BTW...what did you do to lock the slides in the "out" position?










 







.


----------



## Taylormade (Feb 3, 2011)

cabinetman said:


> That's really a clever idea. You did a nice job with alignment...looks good. The planer might prove to be a bit high. Maybe not. Make sure you regularly check the slides and to keep them clean. All those itsy bitsy ball bearings like a nice clean greased track to do their roller thing. Wood dust and small chips will sooner or later play some havoc.
> 
> BTW...what did you do to lock the slides in the "out" position?
> 
> .


Thanks C-man. I haven't done it yet, however, I'm planning on just extending it as much as I'll ever need, drilling a hole straight through to the base and then dropping linchpins in to hold 'em in place. The planer IS a little high, as is everything honestly, I'd love for them all to be about 3" lower, but I'm 6'1 and am ok with it thus far. I've tried all three tools out and while not ideal... it's acceptable and for the space gained, it's awesome.


----------



## Jim West Pa (Jul 27, 2010)

You know what they say 'bout neccessity :thumbsup:
Ya sure put the grey matter to use on this one Mr. Taylor :yes:


----------



## Itchy Brother (Aug 22, 2008)

Really cool Taylor!Im only 5-7 so Id havr to drop them about a foot.:laughing:Cinder block walls for the ocassional hurricane?


----------



## Chaincarver Steve (Jul 30, 2011)

Great idea. And well done. Now I know why you have some extra tool stands now.

Is any of that plywood being used there? (We've got to use this stuff up man. I got about ten very sturdy 7/8" pieces in that last batch.
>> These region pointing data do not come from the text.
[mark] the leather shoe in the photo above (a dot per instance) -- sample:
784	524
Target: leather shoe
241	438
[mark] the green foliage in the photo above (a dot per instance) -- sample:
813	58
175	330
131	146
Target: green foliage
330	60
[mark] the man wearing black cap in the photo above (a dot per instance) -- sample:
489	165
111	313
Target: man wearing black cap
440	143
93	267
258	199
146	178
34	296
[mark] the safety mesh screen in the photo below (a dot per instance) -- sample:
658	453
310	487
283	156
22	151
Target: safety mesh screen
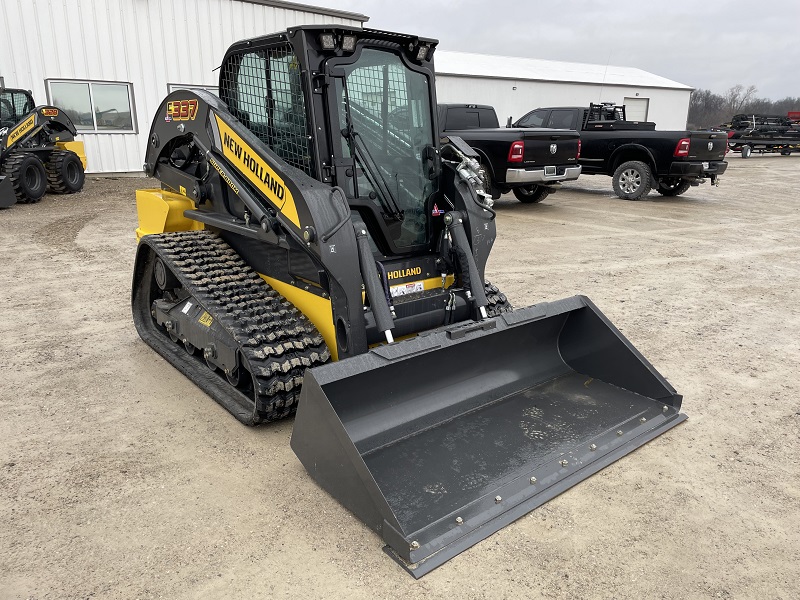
264	91
14	106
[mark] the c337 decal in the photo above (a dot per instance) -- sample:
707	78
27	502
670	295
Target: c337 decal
181	110
21	130
257	171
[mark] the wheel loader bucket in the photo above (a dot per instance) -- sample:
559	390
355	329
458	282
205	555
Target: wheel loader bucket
438	441
7	196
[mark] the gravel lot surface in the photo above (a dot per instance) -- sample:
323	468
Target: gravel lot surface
120	479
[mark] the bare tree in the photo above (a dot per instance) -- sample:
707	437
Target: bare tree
737	97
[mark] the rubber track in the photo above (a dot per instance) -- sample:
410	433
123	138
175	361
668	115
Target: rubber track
277	340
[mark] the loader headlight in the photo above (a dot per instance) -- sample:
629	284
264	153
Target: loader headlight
349	43
327	41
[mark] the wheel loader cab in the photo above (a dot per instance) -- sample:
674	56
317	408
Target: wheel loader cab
353	109
14	104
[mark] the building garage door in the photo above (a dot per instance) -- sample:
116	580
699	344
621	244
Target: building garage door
636	108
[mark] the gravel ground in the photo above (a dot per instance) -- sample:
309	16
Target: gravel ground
120	479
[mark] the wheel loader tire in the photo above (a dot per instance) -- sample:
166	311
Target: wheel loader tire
632	180
27	175
672	187
498	303
65	172
531	194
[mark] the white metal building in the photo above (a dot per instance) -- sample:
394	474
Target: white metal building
515	86
121	57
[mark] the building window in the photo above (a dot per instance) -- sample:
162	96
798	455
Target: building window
174	87
95	106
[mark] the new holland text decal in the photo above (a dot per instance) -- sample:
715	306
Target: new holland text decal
257	171
181	110
401	273
21	130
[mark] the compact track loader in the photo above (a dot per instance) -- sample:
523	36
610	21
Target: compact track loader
315	247
37	150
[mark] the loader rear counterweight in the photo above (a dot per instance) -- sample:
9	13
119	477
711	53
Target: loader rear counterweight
311	215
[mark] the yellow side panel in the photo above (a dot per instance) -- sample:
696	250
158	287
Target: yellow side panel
318	310
77	148
20	130
161	211
258	171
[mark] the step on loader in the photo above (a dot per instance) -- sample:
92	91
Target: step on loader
315	247
37	150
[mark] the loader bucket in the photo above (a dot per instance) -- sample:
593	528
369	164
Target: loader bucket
438	441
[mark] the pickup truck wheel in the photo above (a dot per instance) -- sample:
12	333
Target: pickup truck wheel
672	186
532	193
632	180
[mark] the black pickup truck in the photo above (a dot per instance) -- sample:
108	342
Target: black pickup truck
529	162
638	157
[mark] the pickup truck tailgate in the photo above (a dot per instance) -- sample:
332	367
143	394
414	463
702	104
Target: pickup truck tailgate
707	145
550	146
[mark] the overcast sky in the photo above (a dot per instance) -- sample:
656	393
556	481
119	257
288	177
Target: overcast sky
709	44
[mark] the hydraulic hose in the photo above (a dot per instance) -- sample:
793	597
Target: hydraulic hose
372	283
472	279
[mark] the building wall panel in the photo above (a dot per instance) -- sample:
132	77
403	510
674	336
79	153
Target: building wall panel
148	43
668	108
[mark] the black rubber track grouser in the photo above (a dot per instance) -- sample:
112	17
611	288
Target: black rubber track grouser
308	218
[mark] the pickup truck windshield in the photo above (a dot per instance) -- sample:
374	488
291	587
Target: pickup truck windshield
385	114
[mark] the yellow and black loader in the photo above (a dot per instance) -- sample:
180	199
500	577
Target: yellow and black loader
38	150
315	247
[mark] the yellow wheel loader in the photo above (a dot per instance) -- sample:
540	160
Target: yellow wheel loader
315	247
37	150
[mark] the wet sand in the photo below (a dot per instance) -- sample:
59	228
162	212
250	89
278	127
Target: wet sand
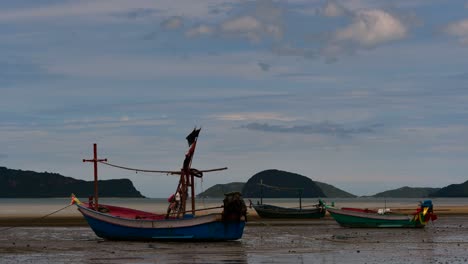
264	241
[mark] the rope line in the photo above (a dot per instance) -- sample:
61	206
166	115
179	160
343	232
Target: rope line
156	171
280	188
37	219
141	170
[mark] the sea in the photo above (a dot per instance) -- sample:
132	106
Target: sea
310	241
27	207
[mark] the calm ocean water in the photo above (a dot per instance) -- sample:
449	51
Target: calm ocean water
317	241
43	206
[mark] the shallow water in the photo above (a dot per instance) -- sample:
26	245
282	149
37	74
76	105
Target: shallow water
43	206
317	241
Say the word if you can use any).


----------



## Icutone2 (Nov 4, 2011)

Good setup and a GREAT space saver! GREAT idea!
Lee


----------



## Taylormade (Feb 3, 2011)

Steve, yep, everything except the face boards (maple) is made of that plywood, including the stand support for the planer. 

Gary, we hope they're VERY occasional


----------



## STAR (Jan 1, 2008)

What a great idea. I have a problem with my Sliding drop saw. I also have two of those same slides waiting to be used for something.

Thanks for sharing, it might just be the solution I am looking for. I like the idea that the saw can be removed and something else put on the table. A rea;l space saver.

Pete


----------



## Brink (Nov 22, 2010)

Nice idea. 

I think the height is fine, maybe a bit low


----------



## dwendt1978 (Mar 13, 2010)

Very clever. Love seeing how guys on here utilize space when it's limited. :thumbsup:


----------



## Kenbo (Sep 16, 2008)

Okay, now that is definitely a cool idea. I don't think that it would work for my particular application, but for your set up, it's awesome. Great work man. I hope that your idea will help others who are space challenged.


----------



## Carvel Loafer (Dec 31, 2011)

That's just genius, great idea! :thumbsup:


----------



## Duck69 (Jan 27, 2011)

Absolutely awesome!


----------